Interest Rate Roundup

Monday, October 09, 2006

Someone send Alan Greenspan a clue, STAT!

Back by popular demand, it's the Alan Greenspan show. The former Fed Chairman -- whose general approach to monetary policy was to inflate one bubble, pop it, then use a new one to mop up the mess -- pontificated on the housing market in a recent speech. He said "the worst may well be over."

Phew, I was worried for a minute. Now, if it was someone with zero credibility saying this -- like perhaps someone who talked up the benefit of Adjustable Rate Mortgages in February 2004 ... at one of the worst times in modern financial history to use an ARM ... I'd be much more concerned. Oh wait, that WAS Greenspan.

OR if it was someone who didn't recognize we had a bubble in the first place, then I'd be worried. Oh wait, Greenspan denied the bubble for ages, then claimed that all we had was a few isolated areas of froth ... like Florida, California, Massachusetts, D.C., Arizona, Oregon, Virginia, Idaho, Montana (am I forgetting anybody here?), etc., etc.

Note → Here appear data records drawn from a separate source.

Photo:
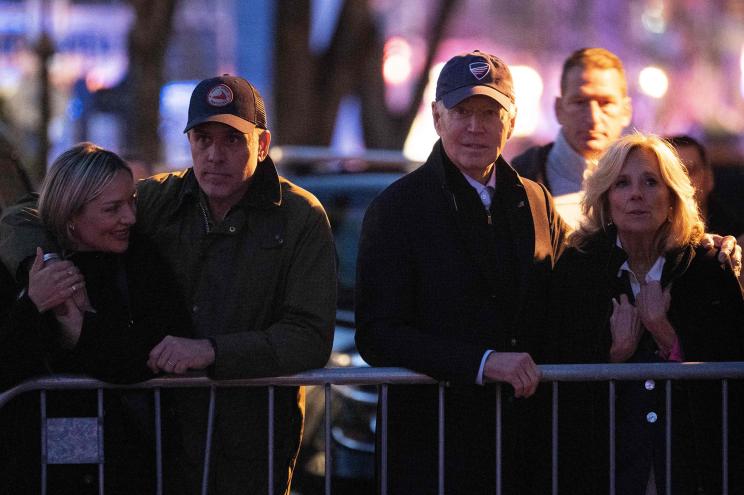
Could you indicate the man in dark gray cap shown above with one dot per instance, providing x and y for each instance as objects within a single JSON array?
[
  {"x": 453, "y": 269},
  {"x": 254, "y": 256}
]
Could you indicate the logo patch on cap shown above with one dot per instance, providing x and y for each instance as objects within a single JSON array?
[
  {"x": 479, "y": 69},
  {"x": 220, "y": 95}
]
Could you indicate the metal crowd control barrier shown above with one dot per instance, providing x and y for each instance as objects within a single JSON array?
[{"x": 384, "y": 377}]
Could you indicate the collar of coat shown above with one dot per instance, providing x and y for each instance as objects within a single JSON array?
[{"x": 604, "y": 244}]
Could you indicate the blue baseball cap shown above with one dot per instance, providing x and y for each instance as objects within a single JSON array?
[
  {"x": 475, "y": 73},
  {"x": 227, "y": 99}
]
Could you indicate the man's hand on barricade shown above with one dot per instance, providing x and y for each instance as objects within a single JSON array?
[
  {"x": 178, "y": 355},
  {"x": 516, "y": 368}
]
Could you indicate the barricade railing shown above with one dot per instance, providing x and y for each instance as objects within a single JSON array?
[{"x": 385, "y": 377}]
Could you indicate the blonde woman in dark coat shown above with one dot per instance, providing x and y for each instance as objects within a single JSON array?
[{"x": 634, "y": 286}]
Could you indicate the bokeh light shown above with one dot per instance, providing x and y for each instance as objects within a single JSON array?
[{"x": 653, "y": 81}]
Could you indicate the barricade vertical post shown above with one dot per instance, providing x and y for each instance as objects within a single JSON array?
[
  {"x": 383, "y": 439},
  {"x": 158, "y": 444},
  {"x": 440, "y": 446},
  {"x": 271, "y": 440},
  {"x": 327, "y": 431},
  {"x": 612, "y": 436},
  {"x": 208, "y": 446},
  {"x": 498, "y": 439},
  {"x": 724, "y": 435},
  {"x": 668, "y": 435},
  {"x": 554, "y": 433},
  {"x": 101, "y": 458},
  {"x": 42, "y": 413}
]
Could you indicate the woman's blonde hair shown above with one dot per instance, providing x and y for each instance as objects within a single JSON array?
[
  {"x": 685, "y": 225},
  {"x": 75, "y": 178}
]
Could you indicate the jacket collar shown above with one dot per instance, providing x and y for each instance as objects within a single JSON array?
[
  {"x": 514, "y": 200},
  {"x": 677, "y": 261},
  {"x": 452, "y": 180},
  {"x": 263, "y": 192}
]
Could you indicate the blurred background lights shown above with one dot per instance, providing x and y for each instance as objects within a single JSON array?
[
  {"x": 741, "y": 70},
  {"x": 528, "y": 87},
  {"x": 396, "y": 65},
  {"x": 653, "y": 19},
  {"x": 422, "y": 135},
  {"x": 653, "y": 82}
]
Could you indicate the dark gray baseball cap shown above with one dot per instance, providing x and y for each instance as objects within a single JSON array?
[
  {"x": 227, "y": 99},
  {"x": 475, "y": 73}
]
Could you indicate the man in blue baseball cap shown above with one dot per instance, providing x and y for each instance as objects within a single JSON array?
[{"x": 453, "y": 265}]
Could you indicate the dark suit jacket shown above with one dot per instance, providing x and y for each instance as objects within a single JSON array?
[
  {"x": 437, "y": 287},
  {"x": 707, "y": 313}
]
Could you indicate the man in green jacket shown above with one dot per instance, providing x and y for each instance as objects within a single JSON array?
[{"x": 254, "y": 258}]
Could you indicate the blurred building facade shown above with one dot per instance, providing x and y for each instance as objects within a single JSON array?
[{"x": 684, "y": 61}]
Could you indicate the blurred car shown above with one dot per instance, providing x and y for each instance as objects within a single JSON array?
[
  {"x": 345, "y": 186},
  {"x": 14, "y": 182}
]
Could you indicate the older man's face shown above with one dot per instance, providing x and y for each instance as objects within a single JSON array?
[
  {"x": 225, "y": 159},
  {"x": 594, "y": 110},
  {"x": 473, "y": 132}
]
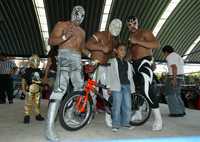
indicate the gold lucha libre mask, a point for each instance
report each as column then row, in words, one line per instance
column 34, row 61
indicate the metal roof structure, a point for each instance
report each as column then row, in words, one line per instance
column 20, row 29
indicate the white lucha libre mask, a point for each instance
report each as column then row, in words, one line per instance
column 34, row 61
column 78, row 14
column 132, row 22
column 115, row 27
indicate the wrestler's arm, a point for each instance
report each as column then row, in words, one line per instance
column 49, row 63
column 84, row 50
column 58, row 35
column 149, row 40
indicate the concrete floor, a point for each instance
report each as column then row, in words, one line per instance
column 13, row 130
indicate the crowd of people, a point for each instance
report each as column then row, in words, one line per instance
column 127, row 71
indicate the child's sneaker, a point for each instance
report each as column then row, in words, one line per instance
column 115, row 129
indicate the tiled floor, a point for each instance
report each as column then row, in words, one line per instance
column 13, row 130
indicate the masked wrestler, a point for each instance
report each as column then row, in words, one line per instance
column 142, row 42
column 101, row 46
column 70, row 38
column 31, row 81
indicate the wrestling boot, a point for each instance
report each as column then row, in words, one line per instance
column 52, row 112
column 39, row 117
column 137, row 115
column 157, row 124
column 108, row 119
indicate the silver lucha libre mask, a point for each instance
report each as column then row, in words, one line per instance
column 34, row 61
column 115, row 27
column 78, row 14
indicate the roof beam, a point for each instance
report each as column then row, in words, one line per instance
column 172, row 5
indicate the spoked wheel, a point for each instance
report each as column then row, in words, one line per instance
column 73, row 113
column 141, row 110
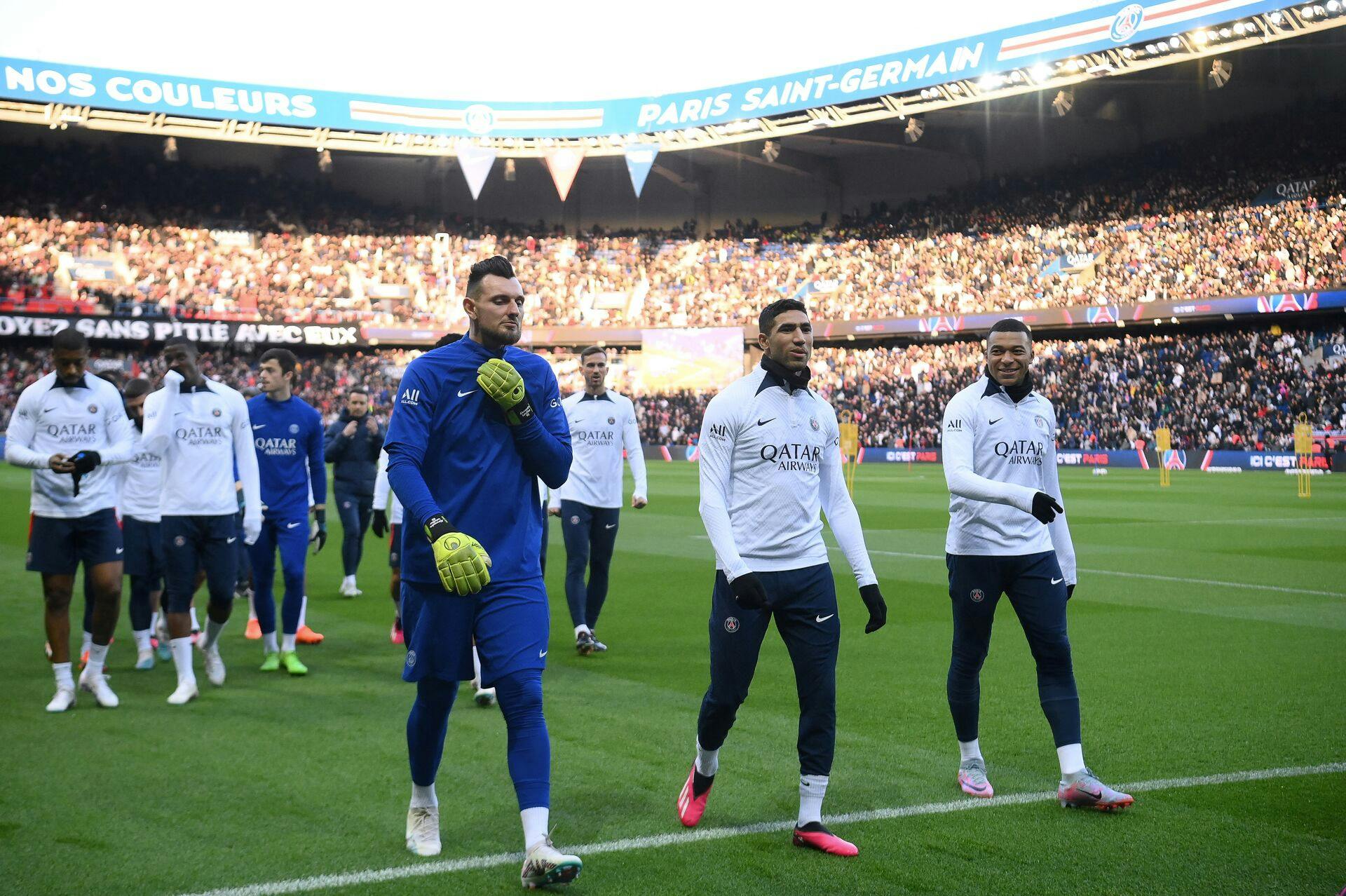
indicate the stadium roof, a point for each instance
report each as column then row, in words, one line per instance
column 528, row 81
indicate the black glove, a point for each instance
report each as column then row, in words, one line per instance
column 1045, row 508
column 749, row 592
column 320, row 534
column 84, row 463
column 876, row 607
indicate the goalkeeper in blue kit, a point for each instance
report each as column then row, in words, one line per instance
column 478, row 423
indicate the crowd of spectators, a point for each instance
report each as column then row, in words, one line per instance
column 1167, row 222
column 1232, row 389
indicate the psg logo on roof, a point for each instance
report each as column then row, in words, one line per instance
column 1127, row 22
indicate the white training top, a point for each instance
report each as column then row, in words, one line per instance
column 384, row 496
column 770, row 462
column 50, row 419
column 142, row 480
column 602, row 427
column 996, row 456
column 200, row 432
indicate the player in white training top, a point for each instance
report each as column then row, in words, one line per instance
column 604, row 427
column 200, row 427
column 139, row 508
column 1009, row 534
column 69, row 427
column 770, row 461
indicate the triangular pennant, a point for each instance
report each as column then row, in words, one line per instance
column 564, row 163
column 475, row 163
column 639, row 159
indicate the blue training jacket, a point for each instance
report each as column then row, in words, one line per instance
column 450, row 451
column 288, row 436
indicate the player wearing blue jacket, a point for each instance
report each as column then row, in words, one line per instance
column 288, row 435
column 478, row 423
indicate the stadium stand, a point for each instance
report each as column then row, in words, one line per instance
column 99, row 232
column 1230, row 389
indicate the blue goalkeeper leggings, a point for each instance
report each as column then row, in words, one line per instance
column 529, row 751
column 1037, row 592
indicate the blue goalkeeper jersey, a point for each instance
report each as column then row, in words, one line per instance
column 288, row 436
column 450, row 451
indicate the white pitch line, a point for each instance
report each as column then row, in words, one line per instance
column 683, row 837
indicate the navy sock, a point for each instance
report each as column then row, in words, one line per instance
column 426, row 727
column 520, row 697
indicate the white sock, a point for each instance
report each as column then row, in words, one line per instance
column 1072, row 758
column 812, row 789
column 213, row 630
column 707, row 761
column 97, row 657
column 535, row 825
column 182, row 658
column 424, row 796
column 62, row 673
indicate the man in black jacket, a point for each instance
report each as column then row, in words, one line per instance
column 353, row 446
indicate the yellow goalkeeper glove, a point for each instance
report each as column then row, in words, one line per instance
column 461, row 560
column 505, row 386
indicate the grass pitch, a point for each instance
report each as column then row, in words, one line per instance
column 1209, row 635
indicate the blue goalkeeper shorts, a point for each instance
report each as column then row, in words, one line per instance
column 509, row 623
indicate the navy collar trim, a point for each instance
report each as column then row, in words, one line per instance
column 993, row 388
column 778, row 376
column 83, row 383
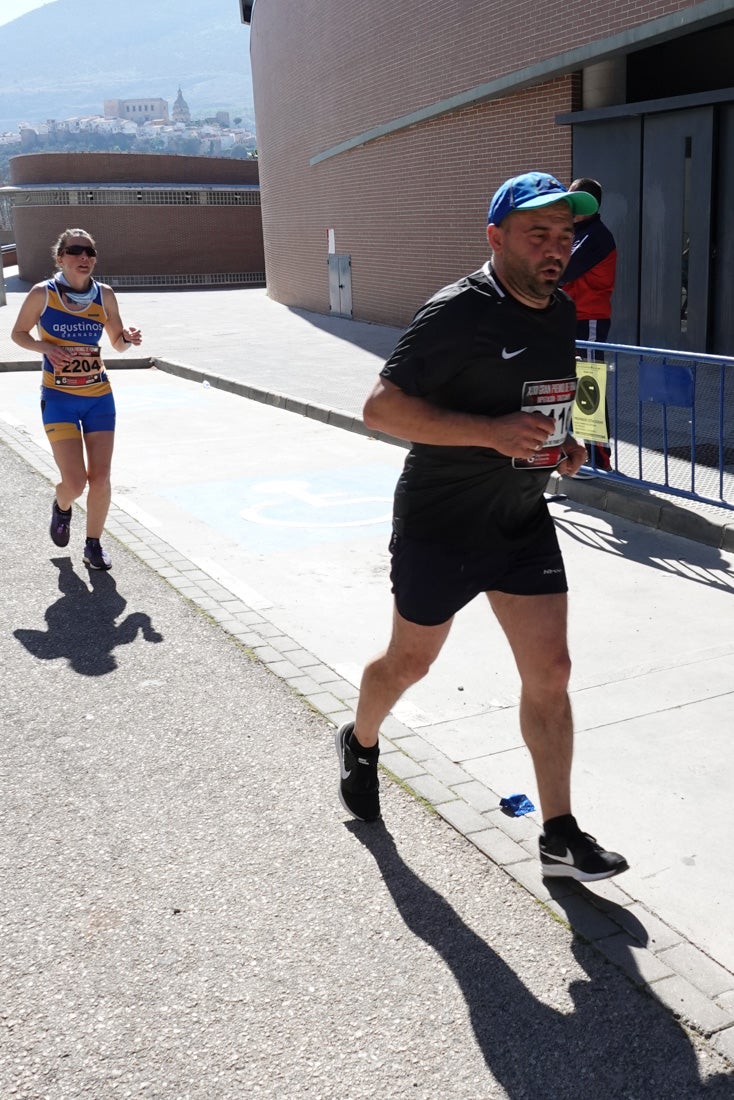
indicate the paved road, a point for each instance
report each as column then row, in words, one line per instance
column 234, row 505
column 186, row 914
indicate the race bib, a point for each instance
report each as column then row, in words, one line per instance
column 84, row 369
column 554, row 398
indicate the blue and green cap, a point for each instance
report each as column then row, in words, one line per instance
column 535, row 189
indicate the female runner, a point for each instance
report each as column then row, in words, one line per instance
column 70, row 310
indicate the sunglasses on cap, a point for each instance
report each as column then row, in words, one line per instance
column 76, row 250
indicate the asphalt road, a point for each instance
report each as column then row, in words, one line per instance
column 186, row 913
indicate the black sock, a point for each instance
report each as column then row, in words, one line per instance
column 360, row 749
column 566, row 825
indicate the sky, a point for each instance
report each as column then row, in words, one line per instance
column 11, row 9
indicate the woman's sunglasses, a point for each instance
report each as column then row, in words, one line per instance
column 76, row 250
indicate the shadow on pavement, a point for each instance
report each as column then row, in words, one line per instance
column 702, row 563
column 379, row 339
column 616, row 1043
column 81, row 625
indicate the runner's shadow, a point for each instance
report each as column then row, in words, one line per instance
column 616, row 1043
column 81, row 626
column 701, row 563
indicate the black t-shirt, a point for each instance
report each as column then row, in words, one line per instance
column 470, row 349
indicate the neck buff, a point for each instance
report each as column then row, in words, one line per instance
column 78, row 297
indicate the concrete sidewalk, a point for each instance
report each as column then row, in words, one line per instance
column 276, row 526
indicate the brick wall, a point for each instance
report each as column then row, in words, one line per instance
column 411, row 207
column 142, row 240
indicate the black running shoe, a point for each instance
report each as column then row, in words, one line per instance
column 61, row 523
column 359, row 787
column 95, row 556
column 578, row 857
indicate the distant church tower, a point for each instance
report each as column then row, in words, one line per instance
column 181, row 111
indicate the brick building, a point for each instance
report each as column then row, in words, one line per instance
column 159, row 220
column 383, row 130
column 138, row 110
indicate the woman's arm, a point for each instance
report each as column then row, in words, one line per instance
column 28, row 318
column 120, row 338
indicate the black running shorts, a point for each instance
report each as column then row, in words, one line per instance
column 431, row 581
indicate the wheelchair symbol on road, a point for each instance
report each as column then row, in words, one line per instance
column 295, row 504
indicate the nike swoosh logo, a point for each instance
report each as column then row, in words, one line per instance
column 344, row 773
column 568, row 858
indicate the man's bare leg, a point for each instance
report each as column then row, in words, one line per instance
column 535, row 627
column 411, row 652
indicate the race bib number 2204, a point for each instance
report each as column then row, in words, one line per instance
column 84, row 367
column 555, row 398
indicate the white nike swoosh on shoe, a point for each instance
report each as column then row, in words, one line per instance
column 340, row 754
column 568, row 858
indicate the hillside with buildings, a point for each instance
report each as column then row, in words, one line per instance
column 63, row 61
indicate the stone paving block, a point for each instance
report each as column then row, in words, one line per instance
column 499, row 847
column 340, row 688
column 429, row 789
column 231, row 625
column 319, row 672
column 271, row 631
column 282, row 669
column 247, row 638
column 339, row 717
column 234, row 606
column 401, row 766
column 637, row 963
column 584, row 917
column 522, row 829
column 206, row 603
column 304, row 684
column 216, row 590
column 395, row 729
column 724, row 1043
column 725, row 1001
column 463, row 817
column 527, row 873
column 475, row 793
column 252, row 618
column 610, row 894
column 326, row 703
column 699, row 969
column 688, row 1002
column 297, row 656
column 446, row 771
column 266, row 653
column 652, row 932
column 220, row 615
column 419, row 750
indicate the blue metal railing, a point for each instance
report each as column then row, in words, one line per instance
column 671, row 420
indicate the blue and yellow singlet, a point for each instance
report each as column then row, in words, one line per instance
column 81, row 329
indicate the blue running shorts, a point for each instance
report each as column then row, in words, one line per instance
column 66, row 416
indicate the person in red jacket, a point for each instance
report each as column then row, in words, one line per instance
column 589, row 282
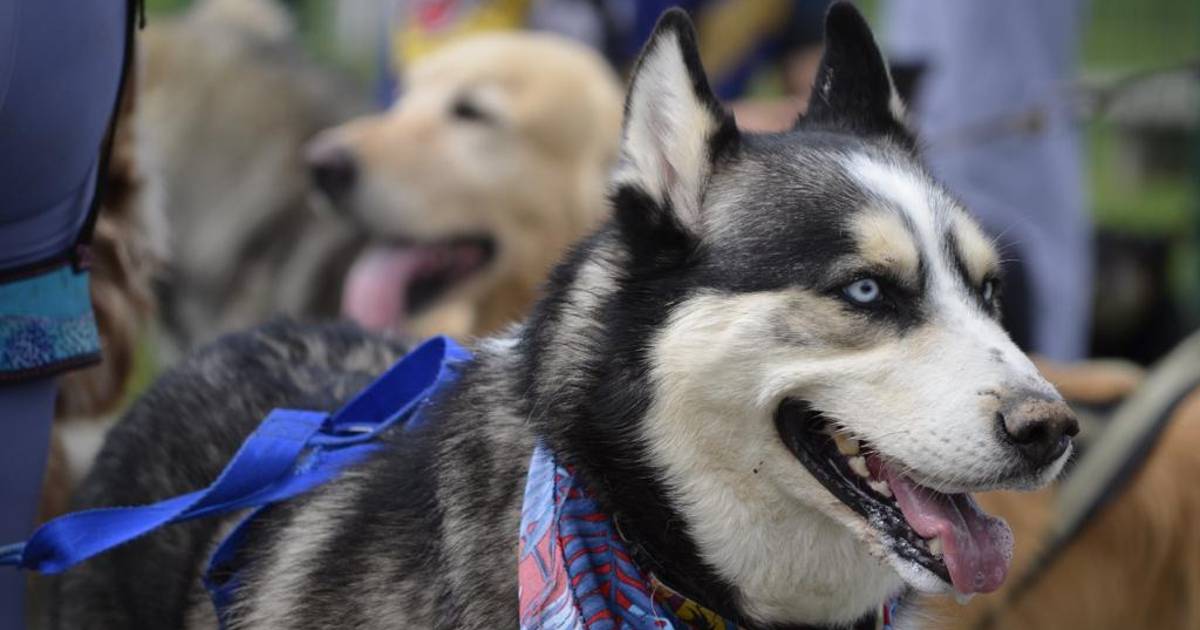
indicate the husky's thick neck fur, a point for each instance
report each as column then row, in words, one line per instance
column 672, row 339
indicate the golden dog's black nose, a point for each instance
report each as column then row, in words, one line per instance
column 333, row 167
column 1038, row 427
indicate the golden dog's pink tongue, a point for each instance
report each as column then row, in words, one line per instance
column 376, row 289
column 977, row 546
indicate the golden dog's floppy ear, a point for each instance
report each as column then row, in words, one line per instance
column 675, row 131
column 853, row 89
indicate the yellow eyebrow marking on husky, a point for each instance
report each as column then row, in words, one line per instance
column 883, row 240
column 977, row 252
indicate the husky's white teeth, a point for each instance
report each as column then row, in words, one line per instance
column 858, row 465
column 846, row 444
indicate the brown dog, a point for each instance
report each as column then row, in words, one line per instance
column 474, row 183
column 1137, row 564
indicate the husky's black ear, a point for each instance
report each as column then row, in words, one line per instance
column 853, row 89
column 675, row 132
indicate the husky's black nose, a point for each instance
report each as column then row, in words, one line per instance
column 333, row 167
column 1039, row 427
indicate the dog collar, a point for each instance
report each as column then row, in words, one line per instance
column 576, row 571
column 47, row 324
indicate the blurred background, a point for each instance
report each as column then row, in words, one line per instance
column 1134, row 94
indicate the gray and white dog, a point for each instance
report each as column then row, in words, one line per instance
column 778, row 366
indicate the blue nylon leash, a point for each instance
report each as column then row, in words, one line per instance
column 291, row 453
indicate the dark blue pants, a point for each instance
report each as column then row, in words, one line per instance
column 60, row 67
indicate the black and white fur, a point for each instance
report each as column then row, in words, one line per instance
column 657, row 365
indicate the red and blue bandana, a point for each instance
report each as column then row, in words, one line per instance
column 576, row 573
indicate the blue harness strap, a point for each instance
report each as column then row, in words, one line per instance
column 291, row 453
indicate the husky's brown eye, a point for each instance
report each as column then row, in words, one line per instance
column 864, row 291
column 466, row 109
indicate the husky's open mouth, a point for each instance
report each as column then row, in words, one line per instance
column 394, row 281
column 947, row 534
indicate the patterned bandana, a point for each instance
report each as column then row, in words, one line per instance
column 576, row 573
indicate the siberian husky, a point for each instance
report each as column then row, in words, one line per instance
column 778, row 366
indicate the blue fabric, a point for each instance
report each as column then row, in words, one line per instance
column 25, row 412
column 291, row 453
column 46, row 321
column 60, row 64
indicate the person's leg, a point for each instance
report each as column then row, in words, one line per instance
column 25, row 412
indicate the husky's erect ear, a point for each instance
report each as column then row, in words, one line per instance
column 853, row 89
column 675, row 132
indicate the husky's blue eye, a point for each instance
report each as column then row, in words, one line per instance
column 865, row 291
column 989, row 289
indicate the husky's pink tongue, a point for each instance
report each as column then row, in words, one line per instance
column 376, row 289
column 977, row 546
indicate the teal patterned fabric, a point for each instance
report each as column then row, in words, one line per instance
column 47, row 323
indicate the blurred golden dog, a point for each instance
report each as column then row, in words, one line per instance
column 474, row 183
column 1137, row 564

OR if it was someone who truly didn't understand the REASONS behind the boom (like, oh I don't know, ridiculously easy money ... Frankenstein Financing ... negative real interest rates), then I'd be REALLY worried. Oh wait, Greenspan further elaborated in his speech that the housing bubble did NOT stem from sharp interest rate cuts by the Fed. Instead, the fall of the Berlin Wall and communism caused cheap labor to flood the West, prompting disinflation, falling bond yields, and rising house values.

Folks, you just can't make this stuff up.